A more sophisticated offering would let the user stipulate, for example, that telemarketers seeking money for charities - or even specific charities - could get through while those peddling new credit cards would be rebuffed.

On the Internet, filtering is slightly more advanced. A customized news service like NewsPage, from a Burlington company called NewsEdge, lets users dictate what topics they're interested in, then builds a Web page containing the day's most important stories on those topics. Each day, about 50,000 stories from 2,000 different news sources (such as Dow Jones, Reuters, and the Associated Press) pour in to NewsEdge's ''refinery.'' Software figures out what stories fit what topics, human beings help rank the stories within a topic, and then the service automatically builds a personalized hit parade of relevant news.
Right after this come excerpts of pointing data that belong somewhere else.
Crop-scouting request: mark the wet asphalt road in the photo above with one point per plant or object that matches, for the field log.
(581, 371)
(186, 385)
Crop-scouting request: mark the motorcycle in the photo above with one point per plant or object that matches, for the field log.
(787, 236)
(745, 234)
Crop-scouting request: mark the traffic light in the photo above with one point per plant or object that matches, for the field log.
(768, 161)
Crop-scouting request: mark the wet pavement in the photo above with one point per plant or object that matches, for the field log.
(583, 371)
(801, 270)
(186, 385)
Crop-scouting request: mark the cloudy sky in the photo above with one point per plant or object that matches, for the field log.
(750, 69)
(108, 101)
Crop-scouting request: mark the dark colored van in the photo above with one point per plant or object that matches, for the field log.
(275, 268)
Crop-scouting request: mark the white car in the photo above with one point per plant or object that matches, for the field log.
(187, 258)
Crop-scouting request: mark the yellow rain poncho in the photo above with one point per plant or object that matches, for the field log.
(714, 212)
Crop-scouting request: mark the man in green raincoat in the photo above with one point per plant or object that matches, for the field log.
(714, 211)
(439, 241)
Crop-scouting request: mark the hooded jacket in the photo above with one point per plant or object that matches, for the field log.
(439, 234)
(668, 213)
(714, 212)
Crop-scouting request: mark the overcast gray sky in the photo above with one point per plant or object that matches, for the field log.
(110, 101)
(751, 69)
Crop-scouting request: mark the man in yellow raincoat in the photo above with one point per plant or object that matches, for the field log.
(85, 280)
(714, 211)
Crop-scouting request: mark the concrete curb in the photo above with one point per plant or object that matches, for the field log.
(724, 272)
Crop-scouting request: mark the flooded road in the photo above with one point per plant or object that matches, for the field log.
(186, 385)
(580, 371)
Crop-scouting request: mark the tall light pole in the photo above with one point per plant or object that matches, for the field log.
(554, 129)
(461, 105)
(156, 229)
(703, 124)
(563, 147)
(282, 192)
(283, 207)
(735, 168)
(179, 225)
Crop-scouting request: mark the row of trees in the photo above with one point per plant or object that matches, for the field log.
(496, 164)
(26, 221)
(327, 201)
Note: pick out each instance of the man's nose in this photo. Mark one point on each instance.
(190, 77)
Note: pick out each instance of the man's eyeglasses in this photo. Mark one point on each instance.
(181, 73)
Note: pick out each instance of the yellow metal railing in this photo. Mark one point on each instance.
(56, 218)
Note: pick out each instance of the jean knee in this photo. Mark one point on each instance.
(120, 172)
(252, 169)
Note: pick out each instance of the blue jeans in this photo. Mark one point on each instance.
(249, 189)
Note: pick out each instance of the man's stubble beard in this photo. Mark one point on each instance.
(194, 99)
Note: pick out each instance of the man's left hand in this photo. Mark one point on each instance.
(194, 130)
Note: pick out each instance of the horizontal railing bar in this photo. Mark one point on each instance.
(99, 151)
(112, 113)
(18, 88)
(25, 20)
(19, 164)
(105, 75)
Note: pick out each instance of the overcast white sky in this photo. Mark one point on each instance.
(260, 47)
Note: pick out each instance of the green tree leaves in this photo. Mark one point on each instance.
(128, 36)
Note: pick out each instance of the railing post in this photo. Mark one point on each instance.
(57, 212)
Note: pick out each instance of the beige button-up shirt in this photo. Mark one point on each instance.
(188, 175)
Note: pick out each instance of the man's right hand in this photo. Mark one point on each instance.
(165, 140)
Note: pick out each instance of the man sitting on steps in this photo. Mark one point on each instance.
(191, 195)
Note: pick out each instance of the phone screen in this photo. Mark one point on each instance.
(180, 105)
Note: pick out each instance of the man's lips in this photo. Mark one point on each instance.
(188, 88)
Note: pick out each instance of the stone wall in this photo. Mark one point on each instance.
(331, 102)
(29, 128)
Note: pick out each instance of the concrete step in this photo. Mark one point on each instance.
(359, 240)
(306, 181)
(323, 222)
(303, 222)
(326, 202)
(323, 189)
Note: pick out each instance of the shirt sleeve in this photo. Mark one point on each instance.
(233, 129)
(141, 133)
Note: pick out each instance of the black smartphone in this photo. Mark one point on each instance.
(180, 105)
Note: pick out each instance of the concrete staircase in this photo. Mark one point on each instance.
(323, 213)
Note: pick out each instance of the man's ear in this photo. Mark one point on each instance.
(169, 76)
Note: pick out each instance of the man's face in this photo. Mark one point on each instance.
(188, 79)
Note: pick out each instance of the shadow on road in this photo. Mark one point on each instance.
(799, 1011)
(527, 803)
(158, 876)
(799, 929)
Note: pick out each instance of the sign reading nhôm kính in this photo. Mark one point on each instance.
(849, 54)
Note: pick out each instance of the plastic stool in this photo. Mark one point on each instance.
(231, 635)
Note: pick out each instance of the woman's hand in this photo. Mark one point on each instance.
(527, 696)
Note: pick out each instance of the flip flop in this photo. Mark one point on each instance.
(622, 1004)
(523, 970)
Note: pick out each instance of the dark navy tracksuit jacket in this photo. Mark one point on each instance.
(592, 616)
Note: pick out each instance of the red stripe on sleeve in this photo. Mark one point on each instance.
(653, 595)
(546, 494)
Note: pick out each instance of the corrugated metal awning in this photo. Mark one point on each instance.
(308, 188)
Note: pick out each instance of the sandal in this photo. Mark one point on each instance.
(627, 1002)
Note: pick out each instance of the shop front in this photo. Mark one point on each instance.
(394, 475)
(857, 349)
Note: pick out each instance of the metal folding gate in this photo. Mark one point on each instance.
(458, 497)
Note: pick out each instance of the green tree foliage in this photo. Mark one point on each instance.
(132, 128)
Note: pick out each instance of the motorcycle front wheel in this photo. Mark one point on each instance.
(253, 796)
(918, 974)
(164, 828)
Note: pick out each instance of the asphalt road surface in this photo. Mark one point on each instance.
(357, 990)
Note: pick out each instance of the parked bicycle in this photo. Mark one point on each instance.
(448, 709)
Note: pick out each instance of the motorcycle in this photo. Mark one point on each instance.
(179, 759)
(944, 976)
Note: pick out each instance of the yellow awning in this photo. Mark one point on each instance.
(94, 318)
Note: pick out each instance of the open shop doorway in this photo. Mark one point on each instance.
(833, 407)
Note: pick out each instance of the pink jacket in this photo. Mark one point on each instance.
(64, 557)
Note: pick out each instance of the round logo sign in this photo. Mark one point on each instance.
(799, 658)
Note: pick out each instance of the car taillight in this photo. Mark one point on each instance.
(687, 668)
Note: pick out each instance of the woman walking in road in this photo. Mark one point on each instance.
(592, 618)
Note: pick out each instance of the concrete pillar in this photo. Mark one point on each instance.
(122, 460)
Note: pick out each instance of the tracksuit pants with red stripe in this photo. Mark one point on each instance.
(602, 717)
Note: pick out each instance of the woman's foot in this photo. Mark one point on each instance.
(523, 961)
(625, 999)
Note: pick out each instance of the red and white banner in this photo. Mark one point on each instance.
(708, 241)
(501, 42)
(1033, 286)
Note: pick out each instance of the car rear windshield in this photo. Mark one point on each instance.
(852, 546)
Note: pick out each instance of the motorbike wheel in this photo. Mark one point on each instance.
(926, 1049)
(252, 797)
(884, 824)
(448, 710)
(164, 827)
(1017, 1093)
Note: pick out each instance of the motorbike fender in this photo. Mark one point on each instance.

''As the volume of information we process keeps increasing, you have to seek out better filtering or you get swamped,'' says Daniel O'Reilly, vice president and chief technology officer at NewsEdge. The goal is to give you exactly what you want, when you want it. Before long, says O'Reilly, NewsEdge's refinery will be able to sort through audio and video content, too.

Companies like E-Scrub are devising increasingly accurate ways to weed out junk e-mail, but there are two hurdles: The products aren't yet widely offered by Internet service providers, and they're not yet easy enough to use. But an effort to eliminate spam from Usenet - a sprawling and popular network of bulletin boards - has already been phenomenally successful. On a typical day, Spam Hippo, as the blocking software is called, plucks out about 150,000 pieces of commercial detritus from a torrent of 575,000 raw postings.

Today, there's even software that can excise banner ads from the Web pages you visit. One product, Intermute, from a one-man Cambridge company called Internet Mute, claims to neutralize more than 90 percent of the banners you would see on an average surfing safari. There are always people who want to control what they see, says Barry Jaspan, president of Internet Mute. ''I'm that kind of person,'' he says. ''I wanted this product, and all my friends wanted it.''

In 10 years, it's likely that this first wave of filtering technology will look ridiculously simple. Users will exercise subtle and sophisticated control over the news and marketing they consume, choosing from a variety of different screens.

The result: less information but with more relevance and resonance. If the late 20th century bore witness to an information explosion, in the early 21st, we'll finally get flak jackets.